Math fans: Apparently they're making a(nother) movie of Flatland. (Warning - flash.) After seeing movie adaptations of some of my favorite books, I'm hesitant to watch this one; even if the movies are great, something about the act of watching them makes them someone else's reality rather than my personal pictures floating in Platonic space. No matter how well-imagined it is, it's no longer my world. I can no longer read the Hitchhiker's Guide to the Galaxy without picturing a tiny rotund Marvin, or Lord of the Rings without the sweep of Eomer's men down into Helm's Deep (and no Trillian love subplot or Elves present dammit.)

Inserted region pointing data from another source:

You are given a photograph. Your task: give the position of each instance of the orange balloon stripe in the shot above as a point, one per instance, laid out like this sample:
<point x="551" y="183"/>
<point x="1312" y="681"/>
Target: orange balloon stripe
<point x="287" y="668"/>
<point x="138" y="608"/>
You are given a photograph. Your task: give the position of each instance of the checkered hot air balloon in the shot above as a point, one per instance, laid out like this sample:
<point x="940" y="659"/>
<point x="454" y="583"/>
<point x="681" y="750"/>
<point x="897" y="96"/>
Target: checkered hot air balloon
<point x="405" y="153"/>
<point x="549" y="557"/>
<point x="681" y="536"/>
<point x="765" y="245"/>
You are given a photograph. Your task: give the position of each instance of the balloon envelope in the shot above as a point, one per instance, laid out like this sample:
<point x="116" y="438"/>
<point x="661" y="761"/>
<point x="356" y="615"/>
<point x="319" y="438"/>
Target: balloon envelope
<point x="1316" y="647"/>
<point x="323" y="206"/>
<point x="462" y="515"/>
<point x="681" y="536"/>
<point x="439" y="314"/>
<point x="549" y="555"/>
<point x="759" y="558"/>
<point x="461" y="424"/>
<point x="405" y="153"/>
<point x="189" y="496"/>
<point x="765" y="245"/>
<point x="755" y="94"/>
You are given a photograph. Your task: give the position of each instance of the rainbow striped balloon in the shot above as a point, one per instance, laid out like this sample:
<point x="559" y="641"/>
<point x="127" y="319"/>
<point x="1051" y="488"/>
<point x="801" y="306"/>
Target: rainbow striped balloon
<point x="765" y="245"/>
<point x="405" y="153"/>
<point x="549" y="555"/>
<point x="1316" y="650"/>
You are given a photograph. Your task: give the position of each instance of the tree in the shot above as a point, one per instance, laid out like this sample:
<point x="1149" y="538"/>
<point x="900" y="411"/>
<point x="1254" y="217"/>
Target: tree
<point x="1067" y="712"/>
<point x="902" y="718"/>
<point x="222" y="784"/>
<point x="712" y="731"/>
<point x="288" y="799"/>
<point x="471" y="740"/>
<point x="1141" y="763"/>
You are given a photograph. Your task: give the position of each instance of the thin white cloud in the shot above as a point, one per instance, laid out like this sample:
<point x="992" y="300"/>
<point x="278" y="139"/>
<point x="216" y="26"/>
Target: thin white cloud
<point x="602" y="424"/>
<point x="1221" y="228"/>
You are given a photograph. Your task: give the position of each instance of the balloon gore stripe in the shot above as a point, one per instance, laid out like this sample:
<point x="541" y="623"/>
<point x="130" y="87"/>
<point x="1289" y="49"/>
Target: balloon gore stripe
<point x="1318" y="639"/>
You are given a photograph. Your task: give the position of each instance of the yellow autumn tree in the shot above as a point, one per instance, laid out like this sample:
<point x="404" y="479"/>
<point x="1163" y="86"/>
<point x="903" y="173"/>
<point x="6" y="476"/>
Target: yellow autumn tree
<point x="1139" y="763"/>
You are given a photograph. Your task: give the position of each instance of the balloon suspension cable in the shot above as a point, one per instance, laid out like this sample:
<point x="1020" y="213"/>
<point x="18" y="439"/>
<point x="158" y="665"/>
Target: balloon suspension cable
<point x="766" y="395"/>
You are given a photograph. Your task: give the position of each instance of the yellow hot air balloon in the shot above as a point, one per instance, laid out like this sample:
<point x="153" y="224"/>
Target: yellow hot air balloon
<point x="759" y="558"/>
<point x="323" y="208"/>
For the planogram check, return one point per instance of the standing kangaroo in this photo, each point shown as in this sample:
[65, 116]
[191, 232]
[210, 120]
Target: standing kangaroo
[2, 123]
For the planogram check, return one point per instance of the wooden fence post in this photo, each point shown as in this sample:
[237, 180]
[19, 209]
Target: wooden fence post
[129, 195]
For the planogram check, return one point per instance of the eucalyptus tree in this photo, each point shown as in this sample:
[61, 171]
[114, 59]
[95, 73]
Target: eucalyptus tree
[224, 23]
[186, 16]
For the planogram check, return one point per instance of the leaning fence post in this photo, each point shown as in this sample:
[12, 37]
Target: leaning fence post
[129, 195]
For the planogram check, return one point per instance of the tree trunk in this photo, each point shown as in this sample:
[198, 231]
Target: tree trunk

Still for math fans: Open source math software is a necessity for future math research. Joyner and Stein explain why more eloquently in their essay "Open-source math software," but basically, how are we supposed to verify proofs that are dependent on closed-source software we don't have (or worse, has become obsolete, or is actually broken)?
In one of the coolest examples of "practice what you preach" I've seen, they made Sage, a CAS (computer algebra system) that stitches a bewildering array of mathematical functions together with Python. It works with Matlab, Mathematica, Maple, and other math software that doesn't necessarily start with M (Octave, for instance). It graphs, formats equations, does worksheets, and crunches numbers with astounding speed. Best of all, they seem to be trying quite hard to make their software developer-friendly, even for newbies. Definitely something worth playing with.
In Shanghai news: soup dumplings are mmmm. They come in both small and large varieties, the latter being the "you stick a straw in them to drink the soup out" fist-size that Christie mentioned. We also found a small art gallery in a shopping mall that featured stick calligraphy - polished and stained tree roots that (with a liberally artistic eye) look like the flowing shapes of Chinese words.